Handgefertigte Volllehmziegel sind noch heute im afrikanisch arabischen
Raum, weit verbreitet. Hierzu wird gewalkter Lehm von Hand in Holzrahmen
gedrückt und zum trocknen auf den Boden in die Sonne gelegt. Nach der Trocknung
werden die Ziegel, mit Lehmmörtel und Putz, häufig zu Häusern mit
phantastischen Klimaeigenschaften, wie wir sie heute noch aus Marokko kennen
verarbeitet.
Ebenfalls aus Volllehmziegel sind die Pueblos der Hopie- und Zuniindianer in
Colorado, Arizona und New Mexiko. Diese sind zum Teil unter schützende
Felsvorsprüngen aber auch in die flache Prärie gebaut. Die Pueblo-Wohnhäuser
waren meist miteinander verbunden und konnten vom Dach aus betreten werden.

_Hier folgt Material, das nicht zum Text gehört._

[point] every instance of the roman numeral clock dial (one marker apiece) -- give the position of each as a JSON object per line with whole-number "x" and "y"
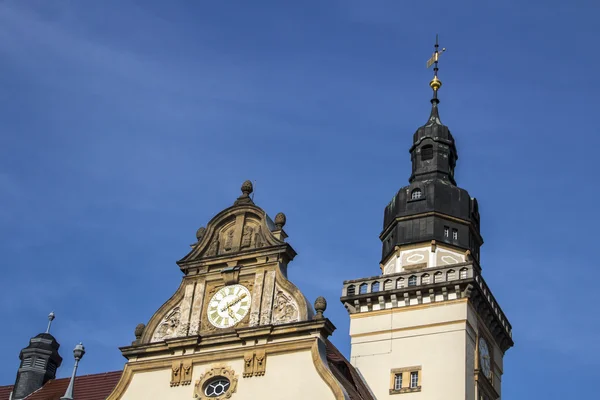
{"x": 228, "y": 306}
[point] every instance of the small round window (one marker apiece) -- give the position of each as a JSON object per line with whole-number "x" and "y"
{"x": 216, "y": 387}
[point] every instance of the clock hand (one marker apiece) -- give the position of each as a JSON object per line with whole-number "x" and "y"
{"x": 234, "y": 302}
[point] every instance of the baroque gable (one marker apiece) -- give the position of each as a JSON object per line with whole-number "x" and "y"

Moderne Lehmziegel bzw. Lehmsteine, sind meist von ihrer Form her
von Mauerziegeln nicht zu unterscheiden. Die Lochung und die verschiedenen
Größen sind überwiegend identisch. Lehm-Leicht-Steine sind mit Zuschlägen wie Fachs-
bzw. Strohschäben (Häcksel) vermischt. Diese zeichnen sich durch eine
verbesserte Wärmedämmung aus.
Grünlinge sind keine Lehmsteine sondern ungebrannte Tonziegel. Aufgrund
des höheren Tongehaltes werden diese meist nicht zur Wandmauerung sondern als
Trittschall in Zwischenboden verwendet. Da Wände aus Grünlingen, die
Raumfeuchte anders als Lehmsteine speichern und abgeben, neigen diese zur
Bauchbildung.
Dachziel oder auch Dachpfannen, sind aus gebranntem Ton. Die
Klassiker in der Denkmalpflege sind Biberschwanz und Doppelfalzziegel. Letztere
werden meist auch als Scheunenziegel bezeichnet. Aus dem Mediterranenbereich
sind die ineinandergelegten U-förmigen Ziegel, Nonne und Mönch bekannt. Eine
Besonderheit der alten Ziegelmacher, war der sogenannte Feierabendziegel.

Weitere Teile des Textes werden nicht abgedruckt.